Carrots and apples not only taste different. They make distinct sounds when chewed.
This may seem like trivial knowledge, but it's not in the laboratory of University at Buffalo computer scientist Wenyao Xu, who is creating a library that catalogues the unique sounds that foods make as we bite, grind and swallow them.
The library is part of a software package that supports AutoDietary, a high-tech, food-tracking necklace being developed by Xu and researchers at Northeastern University in China.

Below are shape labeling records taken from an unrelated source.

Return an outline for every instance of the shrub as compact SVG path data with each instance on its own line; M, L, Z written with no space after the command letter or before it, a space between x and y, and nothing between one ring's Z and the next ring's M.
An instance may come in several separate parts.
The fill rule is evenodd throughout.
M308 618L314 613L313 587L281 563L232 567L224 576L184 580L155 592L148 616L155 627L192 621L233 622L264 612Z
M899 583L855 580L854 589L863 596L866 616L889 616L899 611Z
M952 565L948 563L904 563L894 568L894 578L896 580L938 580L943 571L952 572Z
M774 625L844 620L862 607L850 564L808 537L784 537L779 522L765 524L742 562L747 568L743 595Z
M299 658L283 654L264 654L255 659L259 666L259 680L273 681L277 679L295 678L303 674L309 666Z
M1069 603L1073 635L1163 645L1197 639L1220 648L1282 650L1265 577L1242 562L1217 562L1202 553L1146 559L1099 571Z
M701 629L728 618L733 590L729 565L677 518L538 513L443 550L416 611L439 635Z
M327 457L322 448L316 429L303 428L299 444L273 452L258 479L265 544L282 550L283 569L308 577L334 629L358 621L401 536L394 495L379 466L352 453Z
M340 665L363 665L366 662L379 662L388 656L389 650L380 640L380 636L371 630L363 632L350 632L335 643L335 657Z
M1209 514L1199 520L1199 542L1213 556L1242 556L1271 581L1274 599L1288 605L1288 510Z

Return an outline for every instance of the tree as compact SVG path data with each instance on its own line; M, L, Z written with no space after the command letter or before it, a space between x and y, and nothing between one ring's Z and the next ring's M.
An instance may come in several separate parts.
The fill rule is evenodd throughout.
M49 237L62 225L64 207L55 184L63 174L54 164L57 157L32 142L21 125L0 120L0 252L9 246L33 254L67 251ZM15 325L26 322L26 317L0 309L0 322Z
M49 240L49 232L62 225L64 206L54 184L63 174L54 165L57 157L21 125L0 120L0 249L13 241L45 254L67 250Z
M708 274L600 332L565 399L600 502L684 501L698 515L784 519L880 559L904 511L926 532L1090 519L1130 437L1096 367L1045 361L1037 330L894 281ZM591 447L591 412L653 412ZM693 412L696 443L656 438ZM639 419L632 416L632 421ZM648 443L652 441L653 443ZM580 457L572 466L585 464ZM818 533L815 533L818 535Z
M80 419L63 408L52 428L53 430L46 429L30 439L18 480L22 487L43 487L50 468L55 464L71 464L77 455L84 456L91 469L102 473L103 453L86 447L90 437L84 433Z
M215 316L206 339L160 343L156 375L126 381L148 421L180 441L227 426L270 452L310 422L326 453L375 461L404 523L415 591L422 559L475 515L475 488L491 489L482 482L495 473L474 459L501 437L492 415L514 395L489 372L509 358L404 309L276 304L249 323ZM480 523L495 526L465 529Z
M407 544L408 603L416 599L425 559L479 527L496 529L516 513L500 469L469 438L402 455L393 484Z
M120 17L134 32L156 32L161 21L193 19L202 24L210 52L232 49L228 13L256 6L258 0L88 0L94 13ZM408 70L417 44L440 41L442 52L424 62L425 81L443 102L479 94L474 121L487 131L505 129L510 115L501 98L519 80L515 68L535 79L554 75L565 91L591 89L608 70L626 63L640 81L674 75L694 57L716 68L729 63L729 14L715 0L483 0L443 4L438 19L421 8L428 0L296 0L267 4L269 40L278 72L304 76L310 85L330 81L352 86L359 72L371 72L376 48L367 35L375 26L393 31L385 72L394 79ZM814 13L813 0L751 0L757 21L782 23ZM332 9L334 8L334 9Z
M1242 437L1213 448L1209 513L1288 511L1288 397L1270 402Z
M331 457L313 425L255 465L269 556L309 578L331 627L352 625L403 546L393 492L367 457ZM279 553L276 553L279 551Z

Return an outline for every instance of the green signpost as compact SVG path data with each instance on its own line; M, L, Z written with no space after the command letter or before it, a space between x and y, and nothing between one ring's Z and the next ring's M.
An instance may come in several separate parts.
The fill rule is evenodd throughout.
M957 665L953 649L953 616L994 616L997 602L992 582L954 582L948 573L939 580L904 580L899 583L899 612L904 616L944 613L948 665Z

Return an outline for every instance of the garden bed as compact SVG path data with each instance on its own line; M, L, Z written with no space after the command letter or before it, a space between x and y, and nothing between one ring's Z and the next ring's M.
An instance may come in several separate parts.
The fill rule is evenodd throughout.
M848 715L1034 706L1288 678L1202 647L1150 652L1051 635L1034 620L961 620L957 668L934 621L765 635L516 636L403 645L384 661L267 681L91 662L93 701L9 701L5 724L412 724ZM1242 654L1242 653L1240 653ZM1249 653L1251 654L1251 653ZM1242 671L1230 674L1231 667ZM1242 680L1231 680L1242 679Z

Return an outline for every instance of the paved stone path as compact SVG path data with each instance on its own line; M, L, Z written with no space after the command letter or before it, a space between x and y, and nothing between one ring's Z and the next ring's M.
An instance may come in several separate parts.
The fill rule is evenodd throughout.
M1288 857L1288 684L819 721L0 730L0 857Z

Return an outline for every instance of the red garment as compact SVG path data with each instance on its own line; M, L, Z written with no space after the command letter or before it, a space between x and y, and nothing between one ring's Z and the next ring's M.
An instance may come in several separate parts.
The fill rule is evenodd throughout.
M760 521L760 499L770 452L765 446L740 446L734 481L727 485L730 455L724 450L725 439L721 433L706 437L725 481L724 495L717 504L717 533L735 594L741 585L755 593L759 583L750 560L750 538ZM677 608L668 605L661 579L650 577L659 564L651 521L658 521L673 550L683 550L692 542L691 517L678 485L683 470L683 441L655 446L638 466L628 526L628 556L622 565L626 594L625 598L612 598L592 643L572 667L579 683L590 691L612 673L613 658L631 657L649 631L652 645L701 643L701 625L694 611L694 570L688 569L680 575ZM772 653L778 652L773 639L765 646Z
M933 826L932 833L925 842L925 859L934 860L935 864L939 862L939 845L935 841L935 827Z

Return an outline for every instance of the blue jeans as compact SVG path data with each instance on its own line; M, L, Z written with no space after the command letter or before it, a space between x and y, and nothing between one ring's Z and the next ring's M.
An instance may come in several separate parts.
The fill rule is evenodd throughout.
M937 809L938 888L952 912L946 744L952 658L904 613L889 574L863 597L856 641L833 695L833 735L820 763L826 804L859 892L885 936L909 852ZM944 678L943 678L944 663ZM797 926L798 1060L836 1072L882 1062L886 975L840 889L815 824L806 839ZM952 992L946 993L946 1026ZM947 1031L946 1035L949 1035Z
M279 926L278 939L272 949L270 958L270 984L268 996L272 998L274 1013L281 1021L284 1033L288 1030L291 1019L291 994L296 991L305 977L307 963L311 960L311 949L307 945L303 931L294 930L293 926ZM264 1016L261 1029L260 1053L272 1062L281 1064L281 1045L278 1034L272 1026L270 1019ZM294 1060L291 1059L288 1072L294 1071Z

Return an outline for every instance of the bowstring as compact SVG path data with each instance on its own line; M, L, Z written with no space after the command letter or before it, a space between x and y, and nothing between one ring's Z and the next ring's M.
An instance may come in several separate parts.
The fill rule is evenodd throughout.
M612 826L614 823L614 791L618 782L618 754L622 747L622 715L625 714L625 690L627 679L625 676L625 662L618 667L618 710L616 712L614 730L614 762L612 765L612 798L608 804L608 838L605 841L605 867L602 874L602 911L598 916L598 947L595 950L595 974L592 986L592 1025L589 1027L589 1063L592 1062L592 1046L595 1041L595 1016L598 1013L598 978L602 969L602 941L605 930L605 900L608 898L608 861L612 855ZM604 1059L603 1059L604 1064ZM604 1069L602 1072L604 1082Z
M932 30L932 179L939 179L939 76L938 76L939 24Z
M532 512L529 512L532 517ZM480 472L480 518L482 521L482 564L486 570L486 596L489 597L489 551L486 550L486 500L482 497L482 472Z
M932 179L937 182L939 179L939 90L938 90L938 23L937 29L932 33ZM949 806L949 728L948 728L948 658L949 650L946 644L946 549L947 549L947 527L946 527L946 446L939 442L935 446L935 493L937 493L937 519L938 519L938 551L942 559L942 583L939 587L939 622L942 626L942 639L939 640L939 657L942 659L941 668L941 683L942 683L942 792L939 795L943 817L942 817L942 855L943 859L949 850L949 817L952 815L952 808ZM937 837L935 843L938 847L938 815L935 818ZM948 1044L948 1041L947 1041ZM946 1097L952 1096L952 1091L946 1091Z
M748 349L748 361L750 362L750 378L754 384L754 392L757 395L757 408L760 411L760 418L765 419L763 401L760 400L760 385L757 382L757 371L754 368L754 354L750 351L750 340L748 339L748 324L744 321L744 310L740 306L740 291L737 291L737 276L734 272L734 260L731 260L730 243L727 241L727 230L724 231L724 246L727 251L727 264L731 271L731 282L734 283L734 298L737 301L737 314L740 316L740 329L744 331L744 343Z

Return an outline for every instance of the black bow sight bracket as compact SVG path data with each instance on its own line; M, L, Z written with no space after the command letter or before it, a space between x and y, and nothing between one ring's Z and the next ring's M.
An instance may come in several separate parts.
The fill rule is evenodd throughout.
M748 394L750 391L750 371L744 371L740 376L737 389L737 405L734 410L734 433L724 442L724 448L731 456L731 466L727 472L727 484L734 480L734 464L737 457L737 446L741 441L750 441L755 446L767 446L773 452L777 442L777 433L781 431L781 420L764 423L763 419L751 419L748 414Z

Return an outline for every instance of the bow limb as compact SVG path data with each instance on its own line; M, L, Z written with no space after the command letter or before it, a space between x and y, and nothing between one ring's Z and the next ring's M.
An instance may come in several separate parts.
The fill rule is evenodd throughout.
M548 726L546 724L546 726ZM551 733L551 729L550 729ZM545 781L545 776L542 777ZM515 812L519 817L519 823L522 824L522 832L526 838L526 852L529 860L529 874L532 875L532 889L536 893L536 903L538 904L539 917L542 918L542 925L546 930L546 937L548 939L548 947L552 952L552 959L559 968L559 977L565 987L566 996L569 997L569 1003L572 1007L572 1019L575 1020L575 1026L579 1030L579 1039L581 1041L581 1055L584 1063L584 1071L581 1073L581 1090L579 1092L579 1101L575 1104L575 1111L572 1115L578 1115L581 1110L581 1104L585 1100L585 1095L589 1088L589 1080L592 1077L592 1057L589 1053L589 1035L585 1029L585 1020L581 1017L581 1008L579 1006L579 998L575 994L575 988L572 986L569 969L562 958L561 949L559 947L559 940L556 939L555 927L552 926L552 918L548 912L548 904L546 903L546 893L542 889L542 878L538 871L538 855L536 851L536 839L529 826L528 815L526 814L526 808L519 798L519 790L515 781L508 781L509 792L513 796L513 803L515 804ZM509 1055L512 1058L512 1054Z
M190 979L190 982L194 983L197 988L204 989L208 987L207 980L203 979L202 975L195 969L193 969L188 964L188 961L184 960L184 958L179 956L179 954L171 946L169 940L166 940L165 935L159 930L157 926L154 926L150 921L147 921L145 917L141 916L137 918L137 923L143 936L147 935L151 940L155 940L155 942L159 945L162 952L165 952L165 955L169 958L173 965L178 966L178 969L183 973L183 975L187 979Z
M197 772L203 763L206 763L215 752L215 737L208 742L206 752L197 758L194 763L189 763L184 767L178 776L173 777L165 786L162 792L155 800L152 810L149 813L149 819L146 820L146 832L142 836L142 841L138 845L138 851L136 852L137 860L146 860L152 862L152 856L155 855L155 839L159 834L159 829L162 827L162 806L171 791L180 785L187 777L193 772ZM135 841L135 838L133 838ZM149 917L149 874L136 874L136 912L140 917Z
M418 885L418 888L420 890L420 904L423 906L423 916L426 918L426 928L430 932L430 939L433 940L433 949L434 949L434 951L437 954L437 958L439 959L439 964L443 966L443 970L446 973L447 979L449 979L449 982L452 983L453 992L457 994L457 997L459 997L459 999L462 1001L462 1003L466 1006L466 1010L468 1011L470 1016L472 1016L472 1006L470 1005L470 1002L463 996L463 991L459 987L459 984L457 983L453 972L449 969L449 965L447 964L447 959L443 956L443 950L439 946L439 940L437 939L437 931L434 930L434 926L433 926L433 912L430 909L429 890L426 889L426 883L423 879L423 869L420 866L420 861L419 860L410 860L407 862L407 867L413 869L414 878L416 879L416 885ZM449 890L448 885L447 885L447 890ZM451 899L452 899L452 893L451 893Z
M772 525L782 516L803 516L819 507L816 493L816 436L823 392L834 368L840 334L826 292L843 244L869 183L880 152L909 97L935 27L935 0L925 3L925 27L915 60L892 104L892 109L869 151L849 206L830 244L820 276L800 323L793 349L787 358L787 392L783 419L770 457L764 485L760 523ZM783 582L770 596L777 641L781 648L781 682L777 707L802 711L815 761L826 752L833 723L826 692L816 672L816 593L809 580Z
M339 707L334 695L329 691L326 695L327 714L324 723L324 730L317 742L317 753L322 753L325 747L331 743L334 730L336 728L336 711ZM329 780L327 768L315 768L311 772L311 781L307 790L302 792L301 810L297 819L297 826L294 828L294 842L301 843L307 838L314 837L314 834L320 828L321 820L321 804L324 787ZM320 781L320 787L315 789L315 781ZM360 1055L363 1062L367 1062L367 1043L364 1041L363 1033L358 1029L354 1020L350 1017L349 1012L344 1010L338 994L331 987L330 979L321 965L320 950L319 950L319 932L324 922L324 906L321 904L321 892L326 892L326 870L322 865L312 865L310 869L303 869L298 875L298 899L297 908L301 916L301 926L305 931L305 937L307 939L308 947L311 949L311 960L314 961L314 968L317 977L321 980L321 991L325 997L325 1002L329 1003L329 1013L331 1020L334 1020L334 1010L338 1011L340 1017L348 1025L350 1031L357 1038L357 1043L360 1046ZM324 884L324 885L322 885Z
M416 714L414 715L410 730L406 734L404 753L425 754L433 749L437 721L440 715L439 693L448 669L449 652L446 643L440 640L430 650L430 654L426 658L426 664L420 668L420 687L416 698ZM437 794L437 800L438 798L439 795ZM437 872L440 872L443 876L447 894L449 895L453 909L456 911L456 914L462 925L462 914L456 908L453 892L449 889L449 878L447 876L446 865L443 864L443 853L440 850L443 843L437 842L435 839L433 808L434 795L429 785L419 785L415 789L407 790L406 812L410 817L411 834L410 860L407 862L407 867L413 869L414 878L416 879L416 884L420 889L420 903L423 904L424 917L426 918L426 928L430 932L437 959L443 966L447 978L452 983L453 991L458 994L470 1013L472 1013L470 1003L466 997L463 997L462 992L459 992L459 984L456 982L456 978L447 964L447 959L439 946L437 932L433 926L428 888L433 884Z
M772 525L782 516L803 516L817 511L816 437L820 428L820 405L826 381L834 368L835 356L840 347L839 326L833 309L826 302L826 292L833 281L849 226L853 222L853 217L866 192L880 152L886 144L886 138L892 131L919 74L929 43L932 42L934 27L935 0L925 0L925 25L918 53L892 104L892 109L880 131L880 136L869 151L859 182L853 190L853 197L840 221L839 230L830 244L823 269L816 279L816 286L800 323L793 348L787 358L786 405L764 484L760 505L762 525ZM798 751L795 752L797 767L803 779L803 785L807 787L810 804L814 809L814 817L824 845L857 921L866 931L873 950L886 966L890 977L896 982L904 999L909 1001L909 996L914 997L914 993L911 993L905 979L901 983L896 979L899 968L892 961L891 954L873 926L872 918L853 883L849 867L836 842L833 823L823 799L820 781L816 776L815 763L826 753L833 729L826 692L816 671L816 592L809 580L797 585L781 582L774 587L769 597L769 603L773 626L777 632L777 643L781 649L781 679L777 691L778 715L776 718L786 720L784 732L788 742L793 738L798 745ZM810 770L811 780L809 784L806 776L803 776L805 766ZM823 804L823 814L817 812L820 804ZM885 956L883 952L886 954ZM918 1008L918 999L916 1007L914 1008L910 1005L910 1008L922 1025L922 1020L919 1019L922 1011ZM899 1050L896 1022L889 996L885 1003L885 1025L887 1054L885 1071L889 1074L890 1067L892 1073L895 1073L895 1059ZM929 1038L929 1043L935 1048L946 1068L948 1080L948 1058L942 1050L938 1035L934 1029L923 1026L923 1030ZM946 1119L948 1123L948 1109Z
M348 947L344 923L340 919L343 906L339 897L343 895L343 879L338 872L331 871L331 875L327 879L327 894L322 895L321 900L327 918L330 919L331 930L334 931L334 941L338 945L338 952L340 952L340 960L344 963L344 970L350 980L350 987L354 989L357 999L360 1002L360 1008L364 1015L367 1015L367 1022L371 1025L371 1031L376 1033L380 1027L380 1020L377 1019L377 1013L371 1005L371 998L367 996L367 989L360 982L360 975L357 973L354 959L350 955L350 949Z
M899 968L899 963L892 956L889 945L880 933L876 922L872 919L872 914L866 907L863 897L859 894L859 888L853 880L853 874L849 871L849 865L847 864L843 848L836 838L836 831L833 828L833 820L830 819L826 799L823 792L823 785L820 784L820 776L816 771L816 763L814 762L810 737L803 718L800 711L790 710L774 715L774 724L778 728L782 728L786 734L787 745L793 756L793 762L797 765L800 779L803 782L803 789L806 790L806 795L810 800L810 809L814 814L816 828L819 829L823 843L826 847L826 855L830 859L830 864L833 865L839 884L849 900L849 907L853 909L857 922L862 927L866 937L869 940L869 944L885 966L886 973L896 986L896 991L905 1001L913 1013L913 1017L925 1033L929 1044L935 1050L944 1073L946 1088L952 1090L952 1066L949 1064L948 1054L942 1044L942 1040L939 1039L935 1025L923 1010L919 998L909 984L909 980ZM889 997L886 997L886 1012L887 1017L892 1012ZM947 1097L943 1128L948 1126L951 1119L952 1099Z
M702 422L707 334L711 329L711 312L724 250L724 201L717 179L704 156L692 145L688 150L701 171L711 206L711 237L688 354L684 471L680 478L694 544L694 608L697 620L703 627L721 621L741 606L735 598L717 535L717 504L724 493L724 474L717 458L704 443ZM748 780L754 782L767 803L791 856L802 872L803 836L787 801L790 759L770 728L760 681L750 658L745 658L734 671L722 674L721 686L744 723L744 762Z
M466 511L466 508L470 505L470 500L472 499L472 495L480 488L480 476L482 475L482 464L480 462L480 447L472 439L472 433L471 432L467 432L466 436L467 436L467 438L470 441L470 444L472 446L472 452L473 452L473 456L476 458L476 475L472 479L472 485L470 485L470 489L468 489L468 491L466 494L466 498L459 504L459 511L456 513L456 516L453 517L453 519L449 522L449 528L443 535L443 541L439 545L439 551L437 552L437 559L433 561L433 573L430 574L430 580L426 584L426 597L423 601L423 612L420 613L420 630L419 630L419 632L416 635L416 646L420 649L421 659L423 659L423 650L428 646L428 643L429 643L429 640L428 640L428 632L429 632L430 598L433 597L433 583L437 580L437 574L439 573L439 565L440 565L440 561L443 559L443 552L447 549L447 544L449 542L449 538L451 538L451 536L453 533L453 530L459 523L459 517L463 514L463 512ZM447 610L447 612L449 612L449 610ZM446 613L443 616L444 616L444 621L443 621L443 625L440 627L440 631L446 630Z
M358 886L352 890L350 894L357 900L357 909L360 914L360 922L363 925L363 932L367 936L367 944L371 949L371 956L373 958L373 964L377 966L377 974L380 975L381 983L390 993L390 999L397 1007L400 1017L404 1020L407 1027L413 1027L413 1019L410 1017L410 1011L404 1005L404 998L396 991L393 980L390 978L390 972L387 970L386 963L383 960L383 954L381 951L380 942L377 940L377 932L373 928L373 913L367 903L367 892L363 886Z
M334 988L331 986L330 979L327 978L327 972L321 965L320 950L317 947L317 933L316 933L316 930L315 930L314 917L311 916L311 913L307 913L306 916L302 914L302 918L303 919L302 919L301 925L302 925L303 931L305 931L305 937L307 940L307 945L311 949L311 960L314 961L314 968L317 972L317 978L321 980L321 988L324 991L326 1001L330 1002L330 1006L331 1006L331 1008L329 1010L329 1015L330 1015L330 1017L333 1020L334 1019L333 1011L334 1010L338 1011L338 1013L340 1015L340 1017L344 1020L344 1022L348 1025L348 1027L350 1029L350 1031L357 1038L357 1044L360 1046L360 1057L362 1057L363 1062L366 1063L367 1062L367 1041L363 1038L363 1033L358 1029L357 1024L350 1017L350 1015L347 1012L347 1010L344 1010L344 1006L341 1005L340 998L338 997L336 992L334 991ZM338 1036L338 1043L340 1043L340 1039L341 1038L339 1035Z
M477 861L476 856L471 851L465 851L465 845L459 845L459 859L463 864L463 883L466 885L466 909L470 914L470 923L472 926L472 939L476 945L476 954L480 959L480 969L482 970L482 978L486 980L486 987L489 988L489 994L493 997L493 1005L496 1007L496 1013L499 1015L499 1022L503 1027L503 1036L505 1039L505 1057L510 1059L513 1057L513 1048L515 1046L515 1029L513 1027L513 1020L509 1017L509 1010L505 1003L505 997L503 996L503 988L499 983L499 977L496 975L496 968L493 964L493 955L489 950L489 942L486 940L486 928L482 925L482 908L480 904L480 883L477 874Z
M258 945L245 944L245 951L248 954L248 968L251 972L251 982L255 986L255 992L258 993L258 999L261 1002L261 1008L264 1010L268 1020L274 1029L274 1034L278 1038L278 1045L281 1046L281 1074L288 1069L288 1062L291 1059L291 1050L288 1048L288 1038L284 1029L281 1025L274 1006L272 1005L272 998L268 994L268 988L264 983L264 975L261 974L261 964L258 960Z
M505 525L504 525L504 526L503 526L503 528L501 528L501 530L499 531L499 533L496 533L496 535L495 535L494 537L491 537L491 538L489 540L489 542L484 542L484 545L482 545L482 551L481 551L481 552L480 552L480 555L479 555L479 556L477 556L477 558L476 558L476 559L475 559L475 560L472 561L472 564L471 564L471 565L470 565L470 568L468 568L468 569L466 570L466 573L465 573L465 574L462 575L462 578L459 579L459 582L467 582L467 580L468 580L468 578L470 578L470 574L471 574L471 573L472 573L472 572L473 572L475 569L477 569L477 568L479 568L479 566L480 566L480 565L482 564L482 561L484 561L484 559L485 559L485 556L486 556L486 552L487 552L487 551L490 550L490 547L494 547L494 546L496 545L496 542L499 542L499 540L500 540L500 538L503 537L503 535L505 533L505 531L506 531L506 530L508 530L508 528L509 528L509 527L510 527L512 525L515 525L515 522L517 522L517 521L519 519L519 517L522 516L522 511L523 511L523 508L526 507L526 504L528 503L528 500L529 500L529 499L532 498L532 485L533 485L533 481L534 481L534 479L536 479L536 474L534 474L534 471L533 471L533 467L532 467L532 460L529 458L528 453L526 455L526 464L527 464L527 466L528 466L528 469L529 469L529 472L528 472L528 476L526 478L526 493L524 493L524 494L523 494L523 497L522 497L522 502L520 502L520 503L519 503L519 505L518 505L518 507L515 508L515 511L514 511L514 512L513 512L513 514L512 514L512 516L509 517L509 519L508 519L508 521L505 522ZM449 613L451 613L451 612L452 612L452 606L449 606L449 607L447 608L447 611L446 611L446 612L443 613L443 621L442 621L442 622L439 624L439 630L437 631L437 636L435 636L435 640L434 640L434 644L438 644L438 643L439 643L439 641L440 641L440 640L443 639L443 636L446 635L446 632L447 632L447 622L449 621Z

Described in a study published in February by 'IEEE Sensors Journal', AutoDietary is like Fitbit and other wearable devices. Only instead of tracking burned calories, it monitors caloric intake - in other words, what we eat - at the neck.
"There is no shortage of wearable devices that tell us how many calories we burn, but creating a device that reliably measures caloric intake isn't so easy," said Xu, PhD, assistant professor of computer science in UB's School of Engineering and Applied Sciences.
AutoDietary wraps around the back of the neck like a choker necklace. A tiny high-fidelity microphone records the sounds made during mastication and as the food is swallowed. That data is sent to a smartphone via Bluetooth, where food types are recognised.
The study describes how 12 test subjects, male and female, ages 13 to 49, were given water and six types of food: apples, carrots, potato crisps, cookies, peanuts and walnuts.